Frank Harte, who has died aged 72, was a singer, collector and folk historian. He saw himself as a "story teller in song" and specialised in the songs of Dublin city. With Dominic Behan, Luke Kelly and Jimmy Crowley he represented the urban strand of the Irish tradition. But there were other strings to his bow, and he wholeheartedly embraced the wider tradition and passionately believed that Ireland's songs were the unwritten history of the people.
His introduction to Irish music came from hearing a Traveller, who was selling ballad sheets at a fair in Boyle, Co Roscommon, sing The Valley of Knockanure. In time the declamatory street style became one of his hallmarks. However, he was also capable of tender renditions of love songs such as She's Like the Swallow, sensitively expressing the sentiment without any trace of sentimentality.
He was also a collector of songs and the stories behind them, and assembled a database of more than 15,500 recordings. He was unstinting in his praise of singers who keep the tradition alive. Eddie Butcher, Liz Jeffries, Geordie Hanna and Kevin Mitchell were among those whose generosity he acknowledged, and he in turn was happy to share his songs with younger singers like Karan Casey and Niamh Parsons.
Born on May 14th, 1933, he was the son of Peter Harte, a publican, and his wife, Jane (née Shaughnessy) of Chapelizod, Co Dublin. He was educated at Blackrock College and Bolton Street College of Technology, where he studied architecture. On graduating, he spent three years working in the United States. In the late 1950s he returned to Ireland and set up a practice in Dublin. He combined this with teaching at the School of Construction, Bolton Street. Among his major architectural commissions was the National Stud.
He was aware of the urban tradition from an early age. "[ There] was a great mixture of people in Chapelizod - Catholics and Protestants - and of course there were a lot of Chapelizod people involved with the British army in the Ordnance Survey in the Phoenix Park. There was also a fair few of the old crowd knocking around - the Dublin Fusiliers who had come back from the first World War and they all had an input too ... I would also hear a lot of the old music-hall songs and Victorian melodrama songs such as She Was Only a Bird in a Gilded Cage, things that would tear your heart out, bring tears to your eyes."

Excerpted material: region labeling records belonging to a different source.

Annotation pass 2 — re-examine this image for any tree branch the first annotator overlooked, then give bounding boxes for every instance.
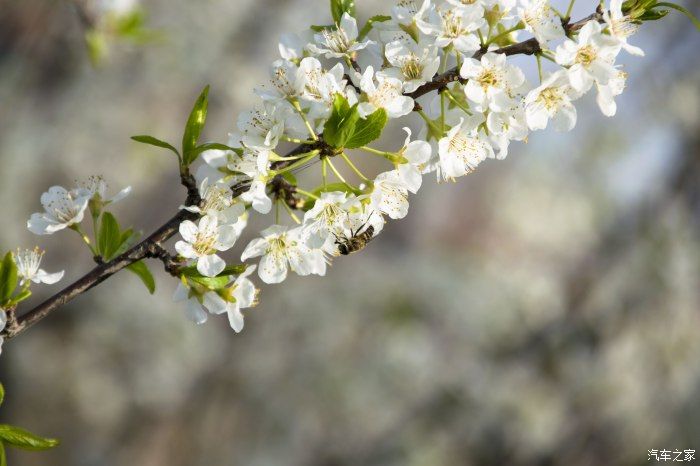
[0,10,602,340]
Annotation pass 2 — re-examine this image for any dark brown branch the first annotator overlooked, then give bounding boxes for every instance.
[1,11,602,340]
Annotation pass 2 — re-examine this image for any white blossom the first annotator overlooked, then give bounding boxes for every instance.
[603,0,644,57]
[78,175,131,206]
[518,0,565,46]
[438,115,494,179]
[238,105,286,150]
[14,247,64,286]
[525,70,581,131]
[357,66,414,118]
[307,13,371,58]
[175,215,238,277]
[397,128,432,194]
[416,5,485,55]
[555,20,620,92]
[383,41,440,92]
[241,225,326,283]
[27,186,92,235]
[486,100,529,160]
[460,52,525,112]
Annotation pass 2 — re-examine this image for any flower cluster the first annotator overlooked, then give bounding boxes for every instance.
[168,0,642,330]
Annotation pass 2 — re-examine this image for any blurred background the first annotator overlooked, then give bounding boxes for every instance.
[0,0,700,466]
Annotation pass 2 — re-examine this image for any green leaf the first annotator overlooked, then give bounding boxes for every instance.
[331,0,355,24]
[97,212,122,261]
[0,424,59,451]
[182,86,209,166]
[323,94,360,149]
[345,108,387,149]
[654,2,700,31]
[131,134,180,157]
[0,252,17,304]
[127,261,156,294]
[357,15,391,41]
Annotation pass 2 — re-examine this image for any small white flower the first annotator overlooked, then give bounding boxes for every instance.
[460,52,525,112]
[78,175,131,206]
[596,70,627,117]
[14,247,64,286]
[525,70,581,131]
[391,0,433,26]
[304,191,348,248]
[438,115,494,179]
[175,215,238,277]
[27,186,92,235]
[278,34,308,62]
[307,13,372,58]
[603,0,644,57]
[555,20,620,93]
[296,57,347,118]
[357,66,414,118]
[370,170,408,219]
[241,225,326,283]
[255,60,299,103]
[486,101,529,160]
[416,5,486,55]
[224,265,258,333]
[173,282,226,325]
[518,0,566,46]
[238,105,286,150]
[397,128,433,194]
[383,41,440,92]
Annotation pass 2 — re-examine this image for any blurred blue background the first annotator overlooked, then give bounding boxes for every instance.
[0,0,700,466]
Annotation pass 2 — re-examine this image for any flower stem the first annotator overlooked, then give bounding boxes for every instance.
[280,136,315,144]
[273,149,321,175]
[280,201,301,225]
[327,159,358,191]
[340,152,369,181]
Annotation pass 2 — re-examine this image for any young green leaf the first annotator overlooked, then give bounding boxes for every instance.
[182,86,209,166]
[131,134,180,157]
[323,94,360,149]
[357,15,391,40]
[345,108,387,149]
[97,212,122,261]
[331,0,355,24]
[654,2,700,31]
[180,264,248,278]
[127,261,156,294]
[0,252,17,304]
[0,424,59,451]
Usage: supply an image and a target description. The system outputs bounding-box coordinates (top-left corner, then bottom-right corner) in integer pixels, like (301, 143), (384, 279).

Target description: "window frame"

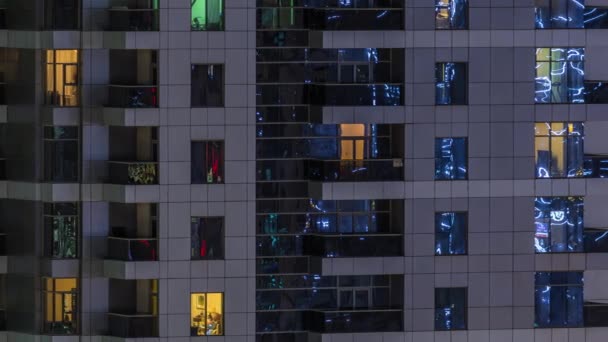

Patriotic and political song had an honoured place in his repertoire - the fact that such songs were passed on orally down the centuries was a measure of their worth. They endured, he believed, because they gave people hope, vindicating them and validating them as people of worth.
Notwithstanding his republican outlook, he insisted that the Orange song was as much a part of the Irish tradition as the Fenian song.
He was at his best in a live session, and regularly sang at Sunday morning sessions at the Brazen Head. In 2003 he was selected as the TG4 Traditional Singer of the Year.
He recorded several solo albums of Dublin songs and his book, Songs of Dublin, was published in 1978. Despite his preference for singing without accompaniment, he enjoyed a fruitful collaboration with Donal Lunny. Their albums include 1798: The First Year of Liberty (1998), My Name is Napoleon Bonaparte (2001) and The Hungry Voice: The Song Legacy of Ireland's Great Hunger (2004). He completed an album of navvies' songs shortly before his death.
His sleeve notes for these albums are remarkable for their research and scholarship. Packed with information, the notes for Napoleon Bonaparte run to 56 pages and constitute an outstanding contribution to Irish ballad lore. Fintan Vallely hailed the album as the "great triumph of Frank Harte's life work", which merited a doctorate for "making more accessible not only Irish song, but Irish and European history too".
His wife, Stella, daughters, Sinéad and Orla, and sons, Darragh and Cian, survive him.